Nav: Home

Frontline PARP inhibitor shrinks tumors in BRCA-positive breast patients

October 05, 2016

All 13 newly diagnosed breast cancer patients with BRCA mutations had their tumors shrink significantly when treated with a PARP inhibitor ahead of frontline presurgical chemotherapy in a pilot study at The University of Texas MD Anderson Cancer Center.

Results of the study (abstract 153PD) will be presented Saturday at a breast cancer poster discussion session of the 2016 European Society for Medical Oncology (ESMO) Congress in Copenhagen.

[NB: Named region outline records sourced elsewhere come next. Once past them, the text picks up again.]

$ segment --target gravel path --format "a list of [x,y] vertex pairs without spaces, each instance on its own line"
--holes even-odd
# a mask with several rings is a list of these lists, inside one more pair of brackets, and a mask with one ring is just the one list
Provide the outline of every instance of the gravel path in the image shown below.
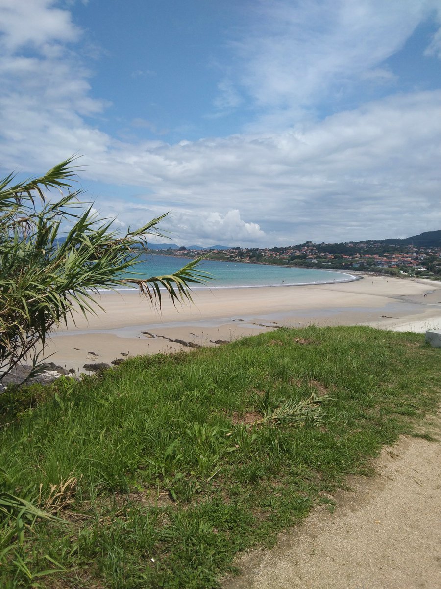
[[318,507],[272,550],[241,557],[224,589],[441,588],[441,444],[403,437],[375,466],[349,478],[333,514]]

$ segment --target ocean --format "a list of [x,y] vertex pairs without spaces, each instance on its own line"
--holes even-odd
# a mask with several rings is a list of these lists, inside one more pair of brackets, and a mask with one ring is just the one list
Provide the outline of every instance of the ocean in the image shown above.
[[[176,272],[191,259],[182,256],[148,254],[145,259],[133,269],[136,274],[132,278],[148,278]],[[328,270],[309,270],[266,264],[248,264],[240,262],[204,260],[201,270],[209,273],[212,280],[206,284],[192,287],[201,288],[238,288],[239,287],[280,286],[300,284],[326,284],[330,282],[348,282],[356,280],[352,274]],[[125,275],[129,277],[129,275]]]

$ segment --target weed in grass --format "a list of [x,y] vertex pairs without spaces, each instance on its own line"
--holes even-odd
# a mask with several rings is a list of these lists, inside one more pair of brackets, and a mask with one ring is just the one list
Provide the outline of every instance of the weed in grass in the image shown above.
[[0,398],[2,497],[39,510],[0,512],[0,586],[216,587],[238,550],[270,545],[346,474],[369,474],[439,401],[441,354],[422,336],[277,336]]

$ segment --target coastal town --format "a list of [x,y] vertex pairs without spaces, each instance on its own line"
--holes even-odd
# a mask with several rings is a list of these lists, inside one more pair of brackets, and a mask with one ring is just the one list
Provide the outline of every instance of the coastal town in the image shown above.
[[303,244],[286,247],[155,250],[155,253],[195,257],[246,263],[272,264],[299,267],[354,270],[390,275],[407,274],[441,280],[441,246],[385,243],[369,241],[345,243]]

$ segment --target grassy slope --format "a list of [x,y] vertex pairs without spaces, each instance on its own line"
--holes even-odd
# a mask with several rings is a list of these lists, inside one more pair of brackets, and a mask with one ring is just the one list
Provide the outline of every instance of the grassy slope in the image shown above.
[[[270,545],[412,431],[440,359],[420,335],[281,329],[65,380],[18,416],[4,397],[3,490],[68,523],[0,514],[0,586],[218,586],[237,551]],[[321,423],[242,422],[312,393],[330,398]]]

Tumor shrinkage after two months of treatment with the PARP inhibitor talazoparib, measured by ultrasound, ranged from 30 to 98 percent with an average reduction in tumor volume of 78 percent among the 13 patients.

"Acknowledging that this is a small study, I can't think of any systemic therapy that gives results this consistently strong in only two months," said Jennifer Litton, M.D., associate professor of Breast Medical Oncology and leader of the study. An extension of the trial is under way.

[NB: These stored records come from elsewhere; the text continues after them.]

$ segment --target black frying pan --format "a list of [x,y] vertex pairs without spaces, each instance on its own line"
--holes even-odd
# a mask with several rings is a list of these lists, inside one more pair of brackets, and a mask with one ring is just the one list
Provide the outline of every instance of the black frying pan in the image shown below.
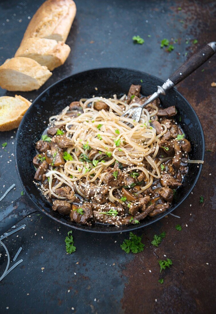
[[[142,83],[140,80],[142,79]],[[61,215],[51,209],[51,204],[41,194],[33,183],[35,171],[32,160],[35,155],[35,143],[41,138],[48,123],[49,118],[58,113],[72,101],[81,98],[90,98],[93,95],[106,97],[116,94],[117,97],[127,94],[131,84],[142,85],[141,93],[148,95],[161,85],[162,81],[147,73],[121,68],[95,69],[74,74],[55,83],[41,94],[25,114],[16,135],[15,147],[16,169],[26,194],[37,209],[59,222],[85,231],[108,233],[134,230],[161,219],[175,209],[188,196],[199,178],[202,165],[189,164],[188,173],[183,186],[178,188],[175,203],[164,213],[152,218],[145,218],[139,225],[114,226],[96,224],[91,226],[77,225],[68,217]],[[95,88],[97,87],[96,91]],[[203,160],[205,152],[204,135],[196,114],[188,102],[174,89],[168,91],[166,96],[160,97],[164,107],[174,105],[178,110],[175,118],[179,121],[186,137],[191,144],[191,159]],[[46,123],[44,123],[44,121]]]

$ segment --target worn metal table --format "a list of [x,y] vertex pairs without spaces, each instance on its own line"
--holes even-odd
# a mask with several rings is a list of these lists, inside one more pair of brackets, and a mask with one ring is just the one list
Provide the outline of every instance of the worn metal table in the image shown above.
[[[29,19],[43,2],[0,2],[1,64],[13,56]],[[71,50],[68,59],[39,90],[19,94],[34,100],[59,79],[100,67],[138,68],[165,79],[199,47],[215,40],[213,2],[77,2],[77,14],[66,42]],[[132,38],[136,35],[144,38],[143,45],[133,43]],[[170,53],[160,48],[164,38],[177,40]],[[198,44],[193,44],[195,39]],[[0,203],[1,234],[14,225],[26,225],[3,240],[11,260],[22,247],[19,258],[23,261],[0,283],[1,313],[213,312],[216,88],[211,84],[215,80],[215,61],[214,57],[178,88],[196,110],[203,128],[206,150],[201,176],[192,195],[174,213],[180,219],[169,215],[138,233],[143,235],[145,244],[141,253],[127,254],[121,249],[127,233],[74,231],[77,250],[66,255],[64,240],[68,229],[35,212],[25,195],[15,200],[22,190],[13,155],[15,131],[0,134],[1,146],[8,143],[0,149],[0,197],[15,184],[15,189]],[[1,95],[14,94],[0,90]],[[184,226],[181,232],[175,228],[178,223]],[[165,239],[158,248],[152,246],[154,235],[163,230],[167,233]],[[2,273],[7,259],[2,247],[0,251]],[[165,255],[173,265],[160,274],[158,260]],[[161,284],[158,281],[162,278],[164,283]]]

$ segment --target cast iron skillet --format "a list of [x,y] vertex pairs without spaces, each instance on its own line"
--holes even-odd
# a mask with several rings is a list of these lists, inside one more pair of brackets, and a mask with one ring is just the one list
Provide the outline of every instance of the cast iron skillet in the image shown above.
[[[121,96],[127,93],[132,83],[140,84],[142,94],[148,95],[155,91],[157,85],[161,85],[163,83],[160,79],[140,71],[122,68],[104,68],[74,74],[55,83],[42,93],[33,102],[22,120],[17,133],[15,147],[18,176],[23,189],[36,208],[71,228],[90,232],[109,233],[133,230],[147,226],[161,219],[181,204],[196,184],[202,165],[198,168],[196,164],[189,164],[188,173],[183,186],[178,190],[175,202],[168,210],[155,217],[146,218],[139,225],[122,226],[119,228],[97,223],[89,226],[71,222],[68,217],[53,211],[51,205],[32,182],[35,172],[32,163],[35,155],[35,143],[41,138],[49,117],[60,112],[71,101],[79,100],[81,98],[89,98],[93,95],[108,97],[114,94],[117,94],[117,96]],[[98,89],[97,91],[96,87]],[[191,144],[190,159],[203,160],[205,151],[203,131],[191,106],[174,89],[160,98],[164,107],[174,105],[177,109],[178,113],[175,118],[178,121],[181,116],[180,124]]]

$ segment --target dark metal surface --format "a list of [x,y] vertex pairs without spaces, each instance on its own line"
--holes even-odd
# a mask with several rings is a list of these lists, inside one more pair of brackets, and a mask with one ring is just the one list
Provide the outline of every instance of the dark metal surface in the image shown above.
[[[162,85],[162,82],[160,79],[140,71],[122,68],[101,68],[84,71],[63,79],[37,97],[25,114],[19,126],[15,150],[15,166],[18,176],[25,192],[34,203],[35,208],[68,227],[90,232],[110,233],[134,230],[148,225],[161,219],[180,205],[196,185],[202,165],[198,167],[195,164],[189,165],[188,172],[183,185],[177,190],[175,201],[168,210],[155,217],[148,217],[139,225],[123,225],[118,228],[115,226],[98,223],[93,223],[91,226],[80,225],[71,221],[68,216],[52,210],[52,204],[42,195],[33,182],[35,172],[32,164],[36,153],[35,143],[41,138],[50,117],[60,111],[71,101],[83,98],[91,98],[93,94],[95,96],[103,95],[107,98],[116,94],[120,98],[127,92],[132,84],[140,83],[141,93],[148,96],[153,93],[156,86]],[[203,131],[192,107],[175,89],[168,91],[165,96],[161,96],[160,98],[162,105],[165,107],[175,106],[178,111],[175,117],[177,121],[179,121],[180,116],[179,123],[191,144],[190,159],[203,160],[205,152]],[[25,156],[25,159],[22,158],[23,156]]]
[[[28,16],[32,17],[43,2],[0,2],[1,63],[14,55]],[[99,67],[138,69],[166,79],[197,47],[215,40],[213,1],[79,0],[77,6],[77,14],[67,41],[71,48],[68,59],[54,70],[38,91],[20,93],[22,95],[34,99],[60,78]],[[179,7],[181,11],[178,9]],[[133,44],[131,39],[135,35],[144,38],[143,45]],[[178,40],[170,53],[160,48],[160,41],[164,38]],[[198,44],[193,45],[195,39]],[[72,307],[78,313],[214,312],[216,89],[211,84],[215,81],[215,61],[213,57],[178,87],[201,120],[206,150],[193,194],[174,212],[180,219],[169,215],[140,230],[138,234],[143,234],[146,246],[142,253],[135,256],[126,254],[120,247],[126,234],[107,236],[77,230],[73,232],[76,251],[66,255],[64,241],[70,229],[44,215],[41,219],[34,215],[38,213],[25,219],[18,225],[26,225],[19,232],[19,237],[16,235],[4,241],[12,258],[20,246],[23,247],[19,258],[23,262],[0,283],[1,312],[72,312]],[[2,90],[0,94],[14,94]],[[14,205],[15,202],[11,202],[20,196],[22,189],[11,156],[14,132],[0,134],[0,143],[8,143],[6,151],[3,149],[0,153],[0,195],[13,183],[16,185],[16,190],[0,202],[1,214],[7,206]],[[204,198],[203,204],[199,202],[201,195]],[[29,206],[26,207],[26,210],[30,209]],[[25,214],[22,205],[19,216],[19,208],[16,206],[12,211],[13,217],[17,214],[18,220]],[[11,209],[11,207],[8,210]],[[1,221],[3,218],[1,215]],[[7,216],[8,222],[9,218]],[[13,221],[11,226],[14,223]],[[180,232],[174,228],[178,223],[183,226]],[[61,231],[57,231],[60,226]],[[158,248],[152,247],[154,235],[163,230],[167,232],[166,238]],[[0,252],[1,270],[6,260],[2,248]],[[164,254],[173,264],[160,275],[157,260],[165,258]],[[163,285],[158,282],[161,278],[164,279]]]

Previously untreated patients agreed to undergo the targeted therapy treatment before proceeding to standard-of-care chemotherapy and then surgery. Patients with HER2-positive disease were excluded from the study because approved targeted agents exist for those breast cancers.

PARP inhibitors block a DNA repair pathway that tumors can use to survive DNA damage, both intrinsic and caused by therapy. BRCA1 and BRCA2 are tumor-suppressing genes that, when mutated, account for 5 to 10 percent of all breast cancers. BRCA-related cancers are thought to be vulnerable to PARP inhibitors.

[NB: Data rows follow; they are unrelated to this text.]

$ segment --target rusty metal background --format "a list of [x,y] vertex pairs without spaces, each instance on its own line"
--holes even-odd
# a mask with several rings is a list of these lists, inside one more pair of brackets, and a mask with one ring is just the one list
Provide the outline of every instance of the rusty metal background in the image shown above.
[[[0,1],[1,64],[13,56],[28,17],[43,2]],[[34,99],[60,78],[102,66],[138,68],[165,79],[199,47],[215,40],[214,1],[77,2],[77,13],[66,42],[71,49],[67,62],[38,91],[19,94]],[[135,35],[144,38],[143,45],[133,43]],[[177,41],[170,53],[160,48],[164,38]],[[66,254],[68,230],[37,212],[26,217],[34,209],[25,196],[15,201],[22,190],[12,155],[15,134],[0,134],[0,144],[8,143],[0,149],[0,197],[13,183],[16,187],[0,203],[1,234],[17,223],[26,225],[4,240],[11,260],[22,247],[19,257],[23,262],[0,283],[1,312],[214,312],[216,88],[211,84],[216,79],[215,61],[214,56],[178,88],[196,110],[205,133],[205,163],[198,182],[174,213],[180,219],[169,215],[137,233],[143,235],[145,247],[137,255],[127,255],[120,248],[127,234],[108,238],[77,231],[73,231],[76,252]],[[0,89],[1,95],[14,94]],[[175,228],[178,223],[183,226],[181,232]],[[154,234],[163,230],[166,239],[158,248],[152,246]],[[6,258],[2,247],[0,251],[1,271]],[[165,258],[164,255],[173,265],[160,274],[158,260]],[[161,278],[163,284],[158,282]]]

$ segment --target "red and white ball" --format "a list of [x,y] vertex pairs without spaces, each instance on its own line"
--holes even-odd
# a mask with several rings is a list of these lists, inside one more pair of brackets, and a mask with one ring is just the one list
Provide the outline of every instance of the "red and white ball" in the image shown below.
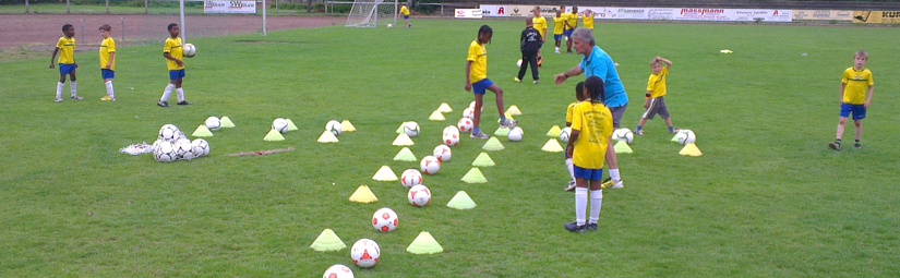
[[424,174],[435,174],[441,170],[441,160],[433,156],[427,156],[419,162],[419,167]]
[[392,232],[397,229],[398,225],[400,225],[400,219],[397,218],[394,209],[383,207],[372,216],[372,227],[380,232]]
[[409,204],[415,207],[424,207],[431,204],[431,191],[425,185],[416,185],[409,189],[407,193]]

Litton is principal investigator of an international phase III clinical trial of talazoparib for patients with advanced or metastatic breast cancer. Talazoparib and other PARP inhibitors already have been through phase I safety and phase II/III efficacy clinical trials.

A first step testing drug as initial treatment

Given these early results for PARP inhibitors, Litton designed a stepwise approach to more quickly move talazoparib into the presurgical treatment setting for patients newly diagnosed with BRCA-positive breast cancer. She proposed an investigator-initiated pilot study to the drug company, to be supported by MD Anderson's Moon Shots Program, an ambitious effort to reduce cancer deaths by more rapidly developing and implementing advances in prevention, early detection and treatment based on scientific discoveries.

Litton originally expected the study to take two years to sign up 20 patients. Instead, 13 enrolled in eight months, and the results were striking enough that the study was stopped. Complete results, including pathological response after the full course of treatment through surgery, are being prepared for publication.

None of the 13 patients had to withdraw from the talazoparib treatment due to side effects, which were limited mainly to fatigue and low blood counts. There were no grade 4 toxicities. Eight of the 13 had triple-negative disease, breast cancer that does not have HER2 or hormonal targets for treatment.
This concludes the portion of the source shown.